Sebelum Nathan menjawab pertanyaan Agam, tiba-tiba pintu ruangan terbuka masuklah dua orang pria memakai setelan jas dan itu di lihat oleh Agam dan Nathan.


Namun bukan dua pria tersebut fokus penglihatan Agam melainkan seorang wanita yang tiba-tiba menyusul di belakang dua pria tersebut. Agam diam terpaku melihat wanita yang berjalan mendekat ke arahnya.


“Selamat datang tuan Agam Josephine.” Wanita itu menyodorkan tangannya untuk berjabat tangan dengan Agam dengan tak lupa melemparkan senyuman manisnya.


Sedangkan Agam hanya bisa diam terpaku melihat wanita itu. Dia adalah Syeira, kekasih Agam di masa lalu. Wanita yang pernah mengisi hari-harinya dengan cinta dan kasih sayang, namun wanita itu juga yang sudah meninggalkannya tanpa sebuah kejelasan.


Jantung Agam seolah berdegup kencang tak beraturan. Kala terus menatap wajah Syeira, selama lima tahun ini ia tak pernah bertemu dengan Syeira namun kini mengapa secara kebetulan mereka bertemu lagi.


“Syeira…”


……….


Setelah pertemuan bisnis itu selesai, Agam meminta Syeira untuk berbicara empat mata dengannya. Dan disinilah mereka berdua berada, di atas roof top gedung perusahaan milik Syeira.
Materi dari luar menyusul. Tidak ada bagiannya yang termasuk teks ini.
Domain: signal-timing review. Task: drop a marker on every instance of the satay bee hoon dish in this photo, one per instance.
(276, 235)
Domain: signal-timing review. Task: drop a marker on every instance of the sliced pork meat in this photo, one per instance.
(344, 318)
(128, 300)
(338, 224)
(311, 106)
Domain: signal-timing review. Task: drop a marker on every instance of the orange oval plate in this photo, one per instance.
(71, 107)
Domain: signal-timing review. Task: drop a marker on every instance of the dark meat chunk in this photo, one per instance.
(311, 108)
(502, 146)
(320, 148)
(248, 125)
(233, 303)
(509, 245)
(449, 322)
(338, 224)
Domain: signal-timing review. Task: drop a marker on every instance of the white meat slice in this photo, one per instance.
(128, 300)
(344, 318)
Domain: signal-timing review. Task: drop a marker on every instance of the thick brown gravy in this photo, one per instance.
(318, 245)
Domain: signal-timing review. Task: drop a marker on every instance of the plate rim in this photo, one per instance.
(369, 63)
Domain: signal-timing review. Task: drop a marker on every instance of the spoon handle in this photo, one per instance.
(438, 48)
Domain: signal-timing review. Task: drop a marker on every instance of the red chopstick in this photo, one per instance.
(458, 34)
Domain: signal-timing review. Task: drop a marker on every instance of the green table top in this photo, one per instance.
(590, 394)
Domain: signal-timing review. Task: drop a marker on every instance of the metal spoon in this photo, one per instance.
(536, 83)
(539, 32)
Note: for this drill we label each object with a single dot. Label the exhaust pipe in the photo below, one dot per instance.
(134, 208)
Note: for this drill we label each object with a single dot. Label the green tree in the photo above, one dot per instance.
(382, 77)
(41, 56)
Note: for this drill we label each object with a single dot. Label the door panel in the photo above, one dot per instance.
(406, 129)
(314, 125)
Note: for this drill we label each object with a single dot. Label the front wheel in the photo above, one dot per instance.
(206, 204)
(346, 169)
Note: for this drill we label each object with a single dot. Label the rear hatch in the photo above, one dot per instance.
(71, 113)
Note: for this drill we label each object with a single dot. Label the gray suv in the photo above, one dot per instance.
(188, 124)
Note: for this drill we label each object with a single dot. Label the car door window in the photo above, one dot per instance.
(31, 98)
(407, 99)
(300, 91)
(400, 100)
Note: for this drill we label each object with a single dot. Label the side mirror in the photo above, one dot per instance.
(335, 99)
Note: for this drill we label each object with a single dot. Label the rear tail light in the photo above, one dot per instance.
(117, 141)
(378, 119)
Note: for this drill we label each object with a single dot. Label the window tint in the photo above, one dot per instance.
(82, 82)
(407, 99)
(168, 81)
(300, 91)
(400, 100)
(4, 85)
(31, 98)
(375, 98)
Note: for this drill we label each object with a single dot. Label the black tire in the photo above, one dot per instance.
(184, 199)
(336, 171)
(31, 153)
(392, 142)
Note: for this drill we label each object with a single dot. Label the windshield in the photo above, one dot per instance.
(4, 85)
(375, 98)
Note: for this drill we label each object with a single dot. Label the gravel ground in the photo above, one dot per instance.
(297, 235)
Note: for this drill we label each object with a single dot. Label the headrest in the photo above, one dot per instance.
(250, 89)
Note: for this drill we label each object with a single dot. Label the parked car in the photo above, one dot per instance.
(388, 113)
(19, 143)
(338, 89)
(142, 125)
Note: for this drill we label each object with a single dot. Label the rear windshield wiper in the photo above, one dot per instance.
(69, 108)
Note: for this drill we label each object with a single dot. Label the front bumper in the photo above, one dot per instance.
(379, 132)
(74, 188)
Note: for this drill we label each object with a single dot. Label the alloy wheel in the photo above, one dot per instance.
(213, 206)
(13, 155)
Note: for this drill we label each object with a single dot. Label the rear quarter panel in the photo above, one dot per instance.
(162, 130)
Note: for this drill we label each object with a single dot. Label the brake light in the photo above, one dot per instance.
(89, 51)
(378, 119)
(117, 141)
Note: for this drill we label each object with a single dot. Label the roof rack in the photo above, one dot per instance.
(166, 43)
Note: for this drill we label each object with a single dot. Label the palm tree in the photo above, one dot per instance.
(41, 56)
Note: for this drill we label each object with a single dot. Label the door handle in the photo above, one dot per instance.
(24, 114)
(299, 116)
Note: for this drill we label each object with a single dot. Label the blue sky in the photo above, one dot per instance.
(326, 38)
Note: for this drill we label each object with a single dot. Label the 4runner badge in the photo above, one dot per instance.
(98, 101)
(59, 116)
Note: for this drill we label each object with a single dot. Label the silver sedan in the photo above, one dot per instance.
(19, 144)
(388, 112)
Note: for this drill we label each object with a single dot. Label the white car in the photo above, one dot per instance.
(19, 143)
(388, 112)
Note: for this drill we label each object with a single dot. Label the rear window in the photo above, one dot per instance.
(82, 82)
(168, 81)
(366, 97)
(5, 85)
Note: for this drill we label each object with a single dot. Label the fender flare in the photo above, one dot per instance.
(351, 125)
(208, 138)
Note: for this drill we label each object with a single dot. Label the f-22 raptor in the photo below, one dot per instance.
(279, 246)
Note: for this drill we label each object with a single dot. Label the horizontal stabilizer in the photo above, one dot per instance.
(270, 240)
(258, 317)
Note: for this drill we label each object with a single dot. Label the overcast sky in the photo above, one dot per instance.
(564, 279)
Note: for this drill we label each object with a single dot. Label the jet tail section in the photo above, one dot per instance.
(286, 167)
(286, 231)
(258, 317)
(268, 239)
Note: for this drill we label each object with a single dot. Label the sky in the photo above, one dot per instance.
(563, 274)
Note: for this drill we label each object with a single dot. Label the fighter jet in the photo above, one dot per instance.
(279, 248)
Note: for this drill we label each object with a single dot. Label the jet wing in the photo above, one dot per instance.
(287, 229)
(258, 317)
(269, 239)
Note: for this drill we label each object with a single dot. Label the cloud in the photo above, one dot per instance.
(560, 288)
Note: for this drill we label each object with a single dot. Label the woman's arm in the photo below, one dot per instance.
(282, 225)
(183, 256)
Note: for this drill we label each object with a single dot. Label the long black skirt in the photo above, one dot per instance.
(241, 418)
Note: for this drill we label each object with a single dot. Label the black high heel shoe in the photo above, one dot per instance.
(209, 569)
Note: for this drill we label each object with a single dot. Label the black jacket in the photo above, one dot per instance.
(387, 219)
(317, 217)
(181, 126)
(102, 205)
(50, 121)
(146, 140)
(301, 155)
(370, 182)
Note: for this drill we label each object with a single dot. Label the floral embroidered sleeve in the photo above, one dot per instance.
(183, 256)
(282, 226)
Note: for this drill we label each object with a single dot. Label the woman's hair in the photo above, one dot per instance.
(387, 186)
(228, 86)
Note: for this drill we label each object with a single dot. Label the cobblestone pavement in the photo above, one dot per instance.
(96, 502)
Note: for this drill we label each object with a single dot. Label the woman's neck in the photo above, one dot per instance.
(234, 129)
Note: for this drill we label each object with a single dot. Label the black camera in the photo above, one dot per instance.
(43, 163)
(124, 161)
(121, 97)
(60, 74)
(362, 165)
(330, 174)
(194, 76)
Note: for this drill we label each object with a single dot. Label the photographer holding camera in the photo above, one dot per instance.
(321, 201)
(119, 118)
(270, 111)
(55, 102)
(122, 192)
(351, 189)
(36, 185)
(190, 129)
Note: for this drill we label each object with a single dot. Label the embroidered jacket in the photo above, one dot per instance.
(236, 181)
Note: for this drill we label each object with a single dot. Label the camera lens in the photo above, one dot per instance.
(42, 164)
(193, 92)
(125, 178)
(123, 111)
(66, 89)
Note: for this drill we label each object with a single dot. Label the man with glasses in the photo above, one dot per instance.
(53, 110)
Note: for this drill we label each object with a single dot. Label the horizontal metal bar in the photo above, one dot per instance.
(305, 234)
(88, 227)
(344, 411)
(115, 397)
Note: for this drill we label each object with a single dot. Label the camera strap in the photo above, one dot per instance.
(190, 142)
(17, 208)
“Apa yang ingin anda bicarakan, tuan Agam ?” Syeira bertanya seolah mereka baru saja bertemu untuk pertama kalinya, dan tak mengingat siapa mereka di masa lalu.


Syeira mengernyitkan dahinya, seolah ia tak mengerti kearah mana pembicaraan Agam padanya. “Apa maksudmu, tuan Agam ?”
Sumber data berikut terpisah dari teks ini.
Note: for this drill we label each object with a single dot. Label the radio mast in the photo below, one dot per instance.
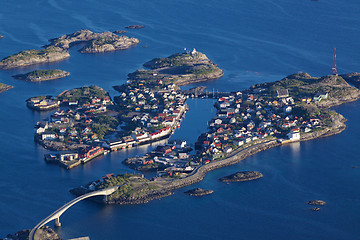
(334, 69)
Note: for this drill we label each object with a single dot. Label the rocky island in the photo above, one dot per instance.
(180, 69)
(58, 48)
(198, 192)
(30, 57)
(242, 176)
(111, 42)
(135, 26)
(4, 87)
(149, 108)
(42, 75)
(317, 202)
(267, 115)
(353, 78)
(44, 233)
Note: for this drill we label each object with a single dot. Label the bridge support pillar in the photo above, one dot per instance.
(57, 222)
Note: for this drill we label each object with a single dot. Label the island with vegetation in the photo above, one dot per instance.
(179, 69)
(58, 49)
(43, 233)
(135, 26)
(42, 75)
(242, 176)
(89, 124)
(4, 87)
(198, 192)
(266, 115)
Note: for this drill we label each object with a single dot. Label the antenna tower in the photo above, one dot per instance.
(334, 69)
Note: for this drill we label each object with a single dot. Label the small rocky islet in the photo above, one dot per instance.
(58, 49)
(135, 27)
(198, 192)
(242, 176)
(316, 202)
(44, 233)
(42, 75)
(4, 87)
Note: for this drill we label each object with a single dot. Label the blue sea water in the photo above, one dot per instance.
(253, 41)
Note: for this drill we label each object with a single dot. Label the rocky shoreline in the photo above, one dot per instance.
(42, 75)
(4, 87)
(242, 176)
(235, 157)
(198, 192)
(58, 48)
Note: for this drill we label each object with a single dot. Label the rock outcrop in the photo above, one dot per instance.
(4, 87)
(58, 48)
(109, 43)
(316, 202)
(180, 69)
(30, 57)
(42, 75)
(199, 192)
(353, 78)
(44, 233)
(135, 26)
(242, 176)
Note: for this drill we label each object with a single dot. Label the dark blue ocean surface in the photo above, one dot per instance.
(253, 41)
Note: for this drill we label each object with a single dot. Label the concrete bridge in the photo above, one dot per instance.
(56, 215)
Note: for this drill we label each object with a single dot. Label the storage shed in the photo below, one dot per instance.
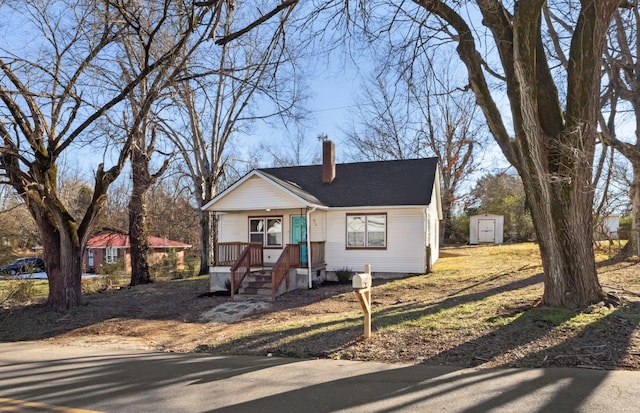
(486, 229)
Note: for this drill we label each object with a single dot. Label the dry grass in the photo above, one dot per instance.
(478, 307)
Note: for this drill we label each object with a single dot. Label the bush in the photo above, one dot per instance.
(344, 275)
(112, 269)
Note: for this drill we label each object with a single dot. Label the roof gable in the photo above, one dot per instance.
(382, 183)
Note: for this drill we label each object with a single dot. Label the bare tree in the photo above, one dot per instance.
(550, 141)
(413, 113)
(53, 92)
(147, 102)
(251, 81)
(621, 98)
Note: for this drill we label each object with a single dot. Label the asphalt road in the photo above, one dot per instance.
(36, 377)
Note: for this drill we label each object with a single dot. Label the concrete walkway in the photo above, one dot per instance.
(40, 377)
(232, 311)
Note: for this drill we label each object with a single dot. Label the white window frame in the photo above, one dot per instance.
(111, 255)
(366, 239)
(266, 232)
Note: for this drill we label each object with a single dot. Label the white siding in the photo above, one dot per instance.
(255, 193)
(498, 228)
(234, 227)
(405, 251)
(317, 226)
(433, 231)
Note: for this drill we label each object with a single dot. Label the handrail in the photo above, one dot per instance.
(317, 252)
(229, 252)
(251, 257)
(290, 258)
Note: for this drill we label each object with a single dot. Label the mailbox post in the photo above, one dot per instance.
(361, 284)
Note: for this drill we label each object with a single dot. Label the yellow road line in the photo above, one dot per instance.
(14, 405)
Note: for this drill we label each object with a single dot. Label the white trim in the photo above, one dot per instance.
(376, 207)
(265, 178)
(309, 211)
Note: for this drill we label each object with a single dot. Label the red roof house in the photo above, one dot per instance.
(112, 248)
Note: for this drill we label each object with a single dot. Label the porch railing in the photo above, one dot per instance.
(290, 258)
(229, 252)
(317, 252)
(251, 256)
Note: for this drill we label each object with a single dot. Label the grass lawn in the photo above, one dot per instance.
(479, 307)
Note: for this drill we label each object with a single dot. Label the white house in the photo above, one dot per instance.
(385, 214)
(486, 229)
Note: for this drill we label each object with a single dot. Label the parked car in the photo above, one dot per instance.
(23, 266)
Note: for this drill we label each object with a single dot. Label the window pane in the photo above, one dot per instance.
(258, 237)
(256, 225)
(355, 239)
(274, 231)
(355, 231)
(376, 230)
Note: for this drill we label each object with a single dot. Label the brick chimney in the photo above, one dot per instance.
(328, 162)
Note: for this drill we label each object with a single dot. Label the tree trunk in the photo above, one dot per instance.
(138, 236)
(561, 208)
(63, 264)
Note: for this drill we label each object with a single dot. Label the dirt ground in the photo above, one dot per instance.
(168, 316)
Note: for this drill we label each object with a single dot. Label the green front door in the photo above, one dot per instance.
(299, 235)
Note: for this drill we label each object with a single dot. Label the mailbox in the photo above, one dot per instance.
(361, 281)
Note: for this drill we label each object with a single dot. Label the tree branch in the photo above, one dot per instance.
(226, 39)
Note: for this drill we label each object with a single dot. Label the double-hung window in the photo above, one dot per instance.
(111, 255)
(366, 230)
(266, 230)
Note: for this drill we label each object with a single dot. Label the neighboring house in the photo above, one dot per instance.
(113, 248)
(606, 228)
(486, 229)
(385, 214)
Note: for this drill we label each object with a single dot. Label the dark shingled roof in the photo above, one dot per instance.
(384, 183)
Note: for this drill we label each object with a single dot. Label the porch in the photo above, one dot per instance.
(243, 265)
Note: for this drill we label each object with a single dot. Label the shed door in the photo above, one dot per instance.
(486, 230)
“Berhenti berpura-pura, Syeira !” kali ini Agam memegang kedua bahu Syeira.


“Apa kau tahu betapa kalutnya aku setelah kau pergi meninggalkanku, kau bahkan menghilang tanpa jejak ! Apa kau tidak pernah menghargai sedikit saja atas apa yang sudah ku berikan untukmu ? Apa kau meragukan aku ? katakan ! Apa aku tak ada artinya untukmu, Syeira ? Katakan !”
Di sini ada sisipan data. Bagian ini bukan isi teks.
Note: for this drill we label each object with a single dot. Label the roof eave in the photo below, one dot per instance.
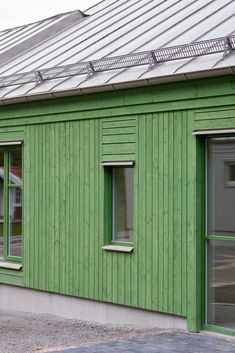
(122, 85)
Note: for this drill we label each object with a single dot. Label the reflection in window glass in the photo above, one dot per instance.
(15, 222)
(15, 167)
(123, 204)
(221, 283)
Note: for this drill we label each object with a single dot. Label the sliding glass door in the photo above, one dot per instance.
(220, 232)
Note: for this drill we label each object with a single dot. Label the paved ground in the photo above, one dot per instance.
(34, 333)
(164, 342)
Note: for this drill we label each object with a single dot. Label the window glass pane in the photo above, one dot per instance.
(15, 167)
(1, 185)
(123, 204)
(15, 221)
(1, 240)
(221, 283)
(221, 186)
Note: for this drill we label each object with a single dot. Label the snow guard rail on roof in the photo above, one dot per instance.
(151, 58)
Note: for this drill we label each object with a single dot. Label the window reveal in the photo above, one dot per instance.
(122, 204)
(10, 203)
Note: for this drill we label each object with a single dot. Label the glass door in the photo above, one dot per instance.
(220, 232)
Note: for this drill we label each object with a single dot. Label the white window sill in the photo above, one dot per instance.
(119, 248)
(10, 266)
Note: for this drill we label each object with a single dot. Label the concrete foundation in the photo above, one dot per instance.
(22, 299)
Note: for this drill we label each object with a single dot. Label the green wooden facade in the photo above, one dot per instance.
(65, 141)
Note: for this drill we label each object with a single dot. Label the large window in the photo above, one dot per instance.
(10, 203)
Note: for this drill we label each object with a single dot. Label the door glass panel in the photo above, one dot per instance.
(15, 221)
(221, 187)
(221, 283)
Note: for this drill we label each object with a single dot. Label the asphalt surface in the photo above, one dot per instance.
(164, 342)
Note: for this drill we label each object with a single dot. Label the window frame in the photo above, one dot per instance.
(7, 186)
(109, 218)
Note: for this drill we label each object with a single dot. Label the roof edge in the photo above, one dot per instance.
(190, 76)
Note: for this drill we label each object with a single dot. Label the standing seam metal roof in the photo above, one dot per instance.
(114, 28)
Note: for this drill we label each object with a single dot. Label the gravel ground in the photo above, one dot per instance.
(30, 333)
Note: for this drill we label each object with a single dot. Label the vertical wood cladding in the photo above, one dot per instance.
(65, 141)
(64, 218)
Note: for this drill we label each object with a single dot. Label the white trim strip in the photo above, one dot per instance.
(10, 143)
(117, 163)
(10, 266)
(213, 132)
(118, 248)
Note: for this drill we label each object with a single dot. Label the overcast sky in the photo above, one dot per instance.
(17, 12)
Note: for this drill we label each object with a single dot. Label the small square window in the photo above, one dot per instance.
(229, 173)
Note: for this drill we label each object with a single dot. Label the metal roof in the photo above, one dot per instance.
(121, 43)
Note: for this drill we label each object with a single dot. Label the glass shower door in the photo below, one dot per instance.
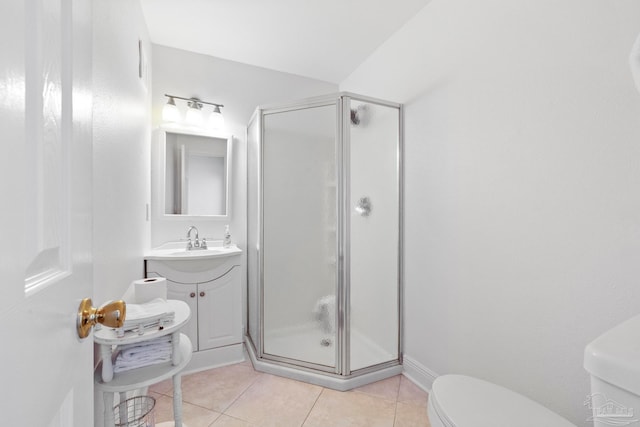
(299, 235)
(374, 224)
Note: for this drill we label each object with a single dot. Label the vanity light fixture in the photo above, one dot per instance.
(193, 117)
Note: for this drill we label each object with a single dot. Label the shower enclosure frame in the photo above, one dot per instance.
(340, 377)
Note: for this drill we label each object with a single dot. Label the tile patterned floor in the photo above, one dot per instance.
(238, 396)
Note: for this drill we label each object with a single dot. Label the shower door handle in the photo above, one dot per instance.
(363, 207)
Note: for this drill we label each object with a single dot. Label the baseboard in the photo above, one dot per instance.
(419, 374)
(214, 358)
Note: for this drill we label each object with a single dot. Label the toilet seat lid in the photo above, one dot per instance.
(463, 401)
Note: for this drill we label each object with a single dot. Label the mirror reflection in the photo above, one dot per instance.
(196, 175)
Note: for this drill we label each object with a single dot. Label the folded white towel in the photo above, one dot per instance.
(148, 315)
(131, 356)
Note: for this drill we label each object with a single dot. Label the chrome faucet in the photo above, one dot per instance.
(195, 244)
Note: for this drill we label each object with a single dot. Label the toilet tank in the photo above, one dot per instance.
(613, 360)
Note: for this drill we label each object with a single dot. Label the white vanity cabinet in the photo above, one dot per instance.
(212, 289)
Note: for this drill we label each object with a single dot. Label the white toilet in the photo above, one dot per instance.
(461, 401)
(613, 360)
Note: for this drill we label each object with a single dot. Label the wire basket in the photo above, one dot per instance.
(135, 412)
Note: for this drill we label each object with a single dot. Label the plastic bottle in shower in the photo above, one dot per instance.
(227, 237)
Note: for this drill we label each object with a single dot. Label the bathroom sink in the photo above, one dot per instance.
(178, 251)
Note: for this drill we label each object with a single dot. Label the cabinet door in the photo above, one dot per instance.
(219, 311)
(188, 294)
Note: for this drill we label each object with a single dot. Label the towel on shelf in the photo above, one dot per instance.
(137, 355)
(148, 315)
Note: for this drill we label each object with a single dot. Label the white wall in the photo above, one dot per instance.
(522, 148)
(121, 156)
(121, 137)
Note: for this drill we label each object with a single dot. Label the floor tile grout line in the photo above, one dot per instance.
(313, 406)
(260, 375)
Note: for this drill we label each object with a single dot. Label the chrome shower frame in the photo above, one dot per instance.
(340, 377)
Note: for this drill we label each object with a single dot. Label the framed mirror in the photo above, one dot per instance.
(195, 174)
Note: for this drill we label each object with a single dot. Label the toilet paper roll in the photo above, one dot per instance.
(150, 288)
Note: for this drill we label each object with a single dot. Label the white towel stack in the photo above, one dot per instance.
(154, 313)
(151, 352)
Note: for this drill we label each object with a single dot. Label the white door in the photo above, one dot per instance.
(45, 212)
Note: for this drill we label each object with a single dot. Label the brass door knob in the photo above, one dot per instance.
(111, 314)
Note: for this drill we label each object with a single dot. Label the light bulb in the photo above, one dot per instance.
(194, 116)
(170, 112)
(216, 120)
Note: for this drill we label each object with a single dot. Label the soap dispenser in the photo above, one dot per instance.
(227, 237)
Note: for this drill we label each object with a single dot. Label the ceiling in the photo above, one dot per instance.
(321, 39)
Agam mencecar Syeira dengan banyak pertanyaan. Betapa tidak, Syeira meninggalkannya tanpa pamit, ia menganggap Syeira seakan mempermainkan perasaannya, padahal ia begitu tulus mencintai Syeira.


Syeira melepaskan tangan Agam dari punggungnya, ia kemudian menoleh ke arah lain dan melangkahkan kakinya tepat di tepi pembatas roof top.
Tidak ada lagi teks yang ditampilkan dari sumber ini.